Can I see the results?

Of course! If you go to scratchwork.xyz right now, you’ll see the model’s forecast temperature for the next two days, give-or-take (it only computes the forecast twice a day). You can compare it to the past weather that’s also plotted, to see if you think it looks reasonable.

Why not SARIMA?

SARIMA and related forecasting tools can have two major issues that I wanted to avoid: first, they’re typically univariate, so any information I have about the humidity, recent rainfall, etc., wouldn’t be taken into account. I don’t want to waste that data. Second, they can’t handle the random “it rained for 2 days straight and was 50 degrees both day and night” cases, because the periodicity is baked right in. LSTM learns periodicity, but it still has the capability (in theory) to capture the dynamics of those strange little weather interludes.
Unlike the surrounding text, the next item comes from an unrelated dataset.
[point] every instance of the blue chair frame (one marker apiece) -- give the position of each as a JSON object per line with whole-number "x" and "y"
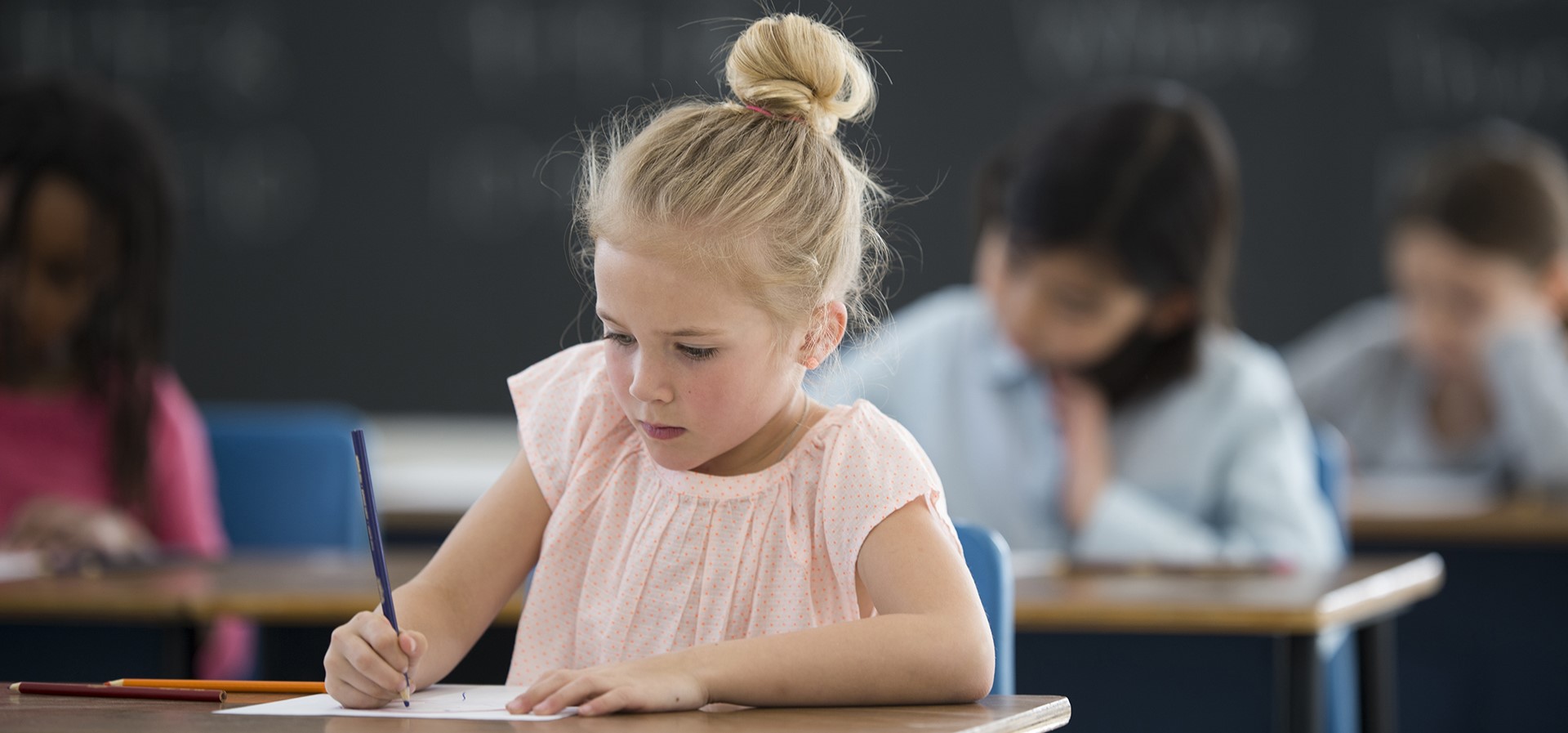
{"x": 286, "y": 476}
{"x": 991, "y": 565}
For this application, neural networks offer big advantages over something like SARIMA.

Pretty good now, but what about when climate change hits?

Well, first of all, I probably won’t have it running by the time that becomes an issue. However, I did implement an automatic system that will continue to train on new data after it’s collected enough new information. Once a month, the weights will be adjusted based on newly-available inputs. This should hopefully continue to refine the model, and correct any climate-change-based drift. In case it goes haywire, the previous weights are also being saved.

Hmm, if I plugged in the history of stock prices…

Oh no. Please don’t do that if you’re someone who’s reading this post. You will lose your money.